Vogue France Novembre 2025 — HYO par Liu Song

VOGUE: Olá, HYO! Seja muito bem-vindo à Vogue France. Como está sendo seu dia? E qual é a sensação de estampar sua primeira capa da Vogue?
HYO: Olá, leitores da Vogue France. Bom, entre a gratidão de estar dividindo esse espaço de entrevista com vocês, meu dia está sendo um pouco intenso. Bom, ainda mais quando é impossível conter o sorriso diante desse sentimento surreal de estar estampando a capa da Vogue. Confesso, estou tão admirado que, por vezes, acabo por não perceber o quanto esse momento é grandioso e belo.
VOGUE: Há algum tempo você vem promovendo seu primeiro álbum de estúdio, Jasmine-Pure. Como tem sido sentir o reconhecimento da crítica e também das premiações em torno desse trabalho?
HYO: É difícil encontrar as palavras certas para descrever o que sinto. Quando comecei a trabalhar no Jasmine-Pure, a arte do poder que esse trabalho teve em tocar as pessoas nunca esteve no imaginário. A maior validação desse trabalho árduo de expor um artista vulnerável e sincero foi obter o reconhecimento da crítica e das premiações. Mas, mais do que qualquer resultado, a percepção de ver como minha geração esteve se identificando com meu lirismo é o que o mais me faz ser um bobo emocionado.

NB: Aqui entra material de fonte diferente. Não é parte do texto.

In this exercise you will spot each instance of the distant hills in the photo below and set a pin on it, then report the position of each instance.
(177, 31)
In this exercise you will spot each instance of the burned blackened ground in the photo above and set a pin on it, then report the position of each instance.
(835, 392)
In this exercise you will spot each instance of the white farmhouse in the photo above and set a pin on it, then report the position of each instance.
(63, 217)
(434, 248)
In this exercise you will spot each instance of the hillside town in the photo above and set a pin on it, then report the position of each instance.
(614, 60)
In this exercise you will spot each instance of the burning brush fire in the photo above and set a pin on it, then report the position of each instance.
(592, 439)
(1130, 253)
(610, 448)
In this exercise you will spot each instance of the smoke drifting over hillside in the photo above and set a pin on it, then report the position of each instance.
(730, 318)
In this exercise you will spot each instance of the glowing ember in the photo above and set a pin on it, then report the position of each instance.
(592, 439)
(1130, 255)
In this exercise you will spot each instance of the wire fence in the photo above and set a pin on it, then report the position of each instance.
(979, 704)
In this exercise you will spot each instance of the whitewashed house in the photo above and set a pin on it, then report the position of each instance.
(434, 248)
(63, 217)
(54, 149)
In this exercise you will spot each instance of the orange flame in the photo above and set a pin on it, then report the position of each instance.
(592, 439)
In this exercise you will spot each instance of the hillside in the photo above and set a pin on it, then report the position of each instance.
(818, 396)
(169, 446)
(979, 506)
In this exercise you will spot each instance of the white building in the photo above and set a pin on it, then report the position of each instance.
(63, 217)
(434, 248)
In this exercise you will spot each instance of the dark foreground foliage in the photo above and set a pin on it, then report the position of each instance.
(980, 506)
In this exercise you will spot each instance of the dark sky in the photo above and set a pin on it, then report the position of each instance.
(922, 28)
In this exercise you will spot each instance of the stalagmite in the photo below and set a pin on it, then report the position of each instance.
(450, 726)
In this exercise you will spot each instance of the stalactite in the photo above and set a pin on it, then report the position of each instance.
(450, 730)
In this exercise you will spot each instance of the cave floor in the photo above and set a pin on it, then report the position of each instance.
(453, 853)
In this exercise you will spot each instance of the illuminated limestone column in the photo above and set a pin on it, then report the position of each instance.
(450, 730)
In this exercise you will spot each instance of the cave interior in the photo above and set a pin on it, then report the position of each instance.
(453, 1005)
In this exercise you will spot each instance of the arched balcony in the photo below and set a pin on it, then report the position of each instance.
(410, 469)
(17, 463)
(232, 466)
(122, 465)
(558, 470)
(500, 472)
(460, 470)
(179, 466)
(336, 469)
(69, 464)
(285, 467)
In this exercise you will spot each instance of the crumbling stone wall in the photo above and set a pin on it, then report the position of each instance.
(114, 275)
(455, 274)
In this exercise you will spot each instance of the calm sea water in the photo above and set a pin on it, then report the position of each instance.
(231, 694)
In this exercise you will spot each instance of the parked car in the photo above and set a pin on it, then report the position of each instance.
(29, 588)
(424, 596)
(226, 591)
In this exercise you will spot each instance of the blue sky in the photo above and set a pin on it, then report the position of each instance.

VOGUE: Seu último single, Nokia, é inspirado no belíssimo filme Past Lives, estreia da escritora e diretora Celine Song. Pode nos contar como foi o processo criativo dessa canção?
HYO: Acredito que esses temas de destino, tempo e as conexões que atravessam nossas vidas, presentes no filme, sejam a captura mais fiel para definir o processo de composição dessa canção. A ideia principal de Nokia narra um relacionamento que se revive através do amor a distância, onde a doçura da nostalgia vivida no presente também carrega a dor amorosa de um futuro inevitável, no qual manter a diferença entre trajetórias acaba por ser necessário. Celine Song é uma diretora talentosa. Eu admiro como o seu primero filme é a inspiração de um dos meus melhores surtos criativos.
VOGUE: Jasmine-Pure tem sido uma era longa e muito especial na sua carreira. Com Nokia sendo o quinto e último single, como é para você se despedir dessa fase?
HYO: Despedir-me do Jasmine-Pure é como respeitar a sua essência de ser um diário, e fechar-lo. Sério... Eu devo todas as minhas maiores conquistas a esse álbum. No mínimo, é agridoce. Eu tenho medo de não ser o suficiente para que meus próximos sejam tão grandes quanto essa era. Mas o apego e o orgulho que sinto ao ver como essa etapa da minha carreira está no coração do público sempre coexistiram no profundo da minha essência.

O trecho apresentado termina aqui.